By shooting a beam of neutrinos through a small slice of the Earth under Japan, physicists say they’ve caught the particles changing their stripes in intriguing new ways.
The experiment – known as T2K – uses the Japan Proton Accelerator Research Complex (J-PARC), located on the east coast, to shoot a beam of muon neutrinos 185 miles underground toward the Super-Kamiokande, or Super-K, detector in Kamioka, near Japan’s west coast. The goal of the experiment is to observe the particles changing “flavors” from muon neutrinos to electron neutrinos on their journey.
Neutrinos are elementary particles that come in three flavors – muon, electron and tau. In past experiments, physicists have measured the change of muon neutrinos to tau neutrinos and electron neutrinos to muon neutrinos or tau neutrinos. “But no one had seen muon neutrinos turn into electron neutrinos,” said Duke University physicist Chris Walter.
Walter is a member of the T2K collaboration, which began observing the neutrinos for their transformations in January 2010. Thy measured the neutrinos, determining their flavor near the accelerator and then again at Super-K. So far, scientists caught 88 neutrinos with their detector. Six of these likely began their lives as muon neutrinos and turned into electron neutrinos on their way to Super-K.
The preliminary findings were submitted to Physical Review Letters, but Walter remains cautious. He explained that the T2K team has taken a little less than two percent of the planned neutrino measurements, partly due to the recent earthquake which forced the shutdown of T2K.
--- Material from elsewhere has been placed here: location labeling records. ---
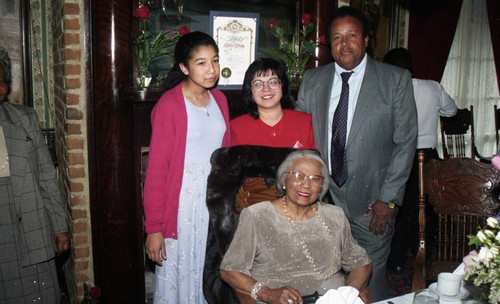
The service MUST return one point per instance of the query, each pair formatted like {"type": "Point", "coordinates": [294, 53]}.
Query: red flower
{"type": "Point", "coordinates": [170, 33]}
{"type": "Point", "coordinates": [142, 12]}
{"type": "Point", "coordinates": [322, 39]}
{"type": "Point", "coordinates": [95, 292]}
{"type": "Point", "coordinates": [306, 19]}
{"type": "Point", "coordinates": [272, 22]}
{"type": "Point", "coordinates": [183, 30]}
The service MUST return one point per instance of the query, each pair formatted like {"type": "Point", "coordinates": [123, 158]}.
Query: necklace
{"type": "Point", "coordinates": [304, 245]}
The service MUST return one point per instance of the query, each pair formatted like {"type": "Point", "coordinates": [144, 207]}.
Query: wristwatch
{"type": "Point", "coordinates": [390, 205]}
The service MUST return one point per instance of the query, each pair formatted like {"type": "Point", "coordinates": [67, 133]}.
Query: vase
{"type": "Point", "coordinates": [144, 79]}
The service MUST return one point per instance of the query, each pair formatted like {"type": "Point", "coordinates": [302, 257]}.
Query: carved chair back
{"type": "Point", "coordinates": [463, 193]}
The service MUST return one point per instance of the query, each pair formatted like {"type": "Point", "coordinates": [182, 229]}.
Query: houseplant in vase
{"type": "Point", "coordinates": [148, 47]}
{"type": "Point", "coordinates": [295, 52]}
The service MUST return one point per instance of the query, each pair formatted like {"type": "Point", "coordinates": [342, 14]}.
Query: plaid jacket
{"type": "Point", "coordinates": [37, 196]}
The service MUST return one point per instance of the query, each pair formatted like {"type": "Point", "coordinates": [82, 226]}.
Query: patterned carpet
{"type": "Point", "coordinates": [400, 284]}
But if the “indications” become “measurements,” the T2K results will be the first to measure a muon-electron neutrino change. Scientists want this measurement to study a fundamental parameter of physics called theta-13, which controls the muon-electron neutrino switch. Walter said there is more than one way to measure theta-13 and that several experiments are currently competing to be the first.
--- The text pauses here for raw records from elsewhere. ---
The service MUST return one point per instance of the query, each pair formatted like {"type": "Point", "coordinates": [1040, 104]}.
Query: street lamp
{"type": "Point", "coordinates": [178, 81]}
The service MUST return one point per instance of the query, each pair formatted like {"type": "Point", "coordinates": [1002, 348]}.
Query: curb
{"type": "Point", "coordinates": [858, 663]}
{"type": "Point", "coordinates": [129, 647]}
“It’s good news that we have evidence of a relatively large theta-13, since there are even more interesting measurements that can be done if it is big enough,” he said.
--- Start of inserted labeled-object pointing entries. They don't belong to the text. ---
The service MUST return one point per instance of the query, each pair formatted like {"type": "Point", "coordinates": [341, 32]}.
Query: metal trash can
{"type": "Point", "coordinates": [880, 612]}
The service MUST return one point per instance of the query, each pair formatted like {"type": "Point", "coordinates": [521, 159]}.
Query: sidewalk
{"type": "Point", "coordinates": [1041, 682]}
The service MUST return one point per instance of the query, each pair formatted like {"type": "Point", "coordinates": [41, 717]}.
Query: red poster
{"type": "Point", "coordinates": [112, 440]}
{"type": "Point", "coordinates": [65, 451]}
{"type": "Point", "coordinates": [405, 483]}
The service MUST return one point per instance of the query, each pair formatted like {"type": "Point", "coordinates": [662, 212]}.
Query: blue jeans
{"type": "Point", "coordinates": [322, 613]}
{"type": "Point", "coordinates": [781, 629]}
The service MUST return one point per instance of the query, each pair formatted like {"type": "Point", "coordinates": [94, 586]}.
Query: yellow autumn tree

If theta-13 is large, it will allow scientists to measure the difference between oscillations of neutrinos and oscillation of anti-neutrinos. Walter explained that just after the Big Bang, “something caused there to be slightly more matter than anti-matter. When the matter and anti-matter annihilated each other, only that little bit of matter was left over. That matter is everything we see around us today. But no one understands how this happened. The difference between neutrino and anti-neutrino properties that we might measure in future experiments might give us clues to how the excess matter was generated.”
T2K is still shutdown, but Walter believes it will be back online at the end of 2011.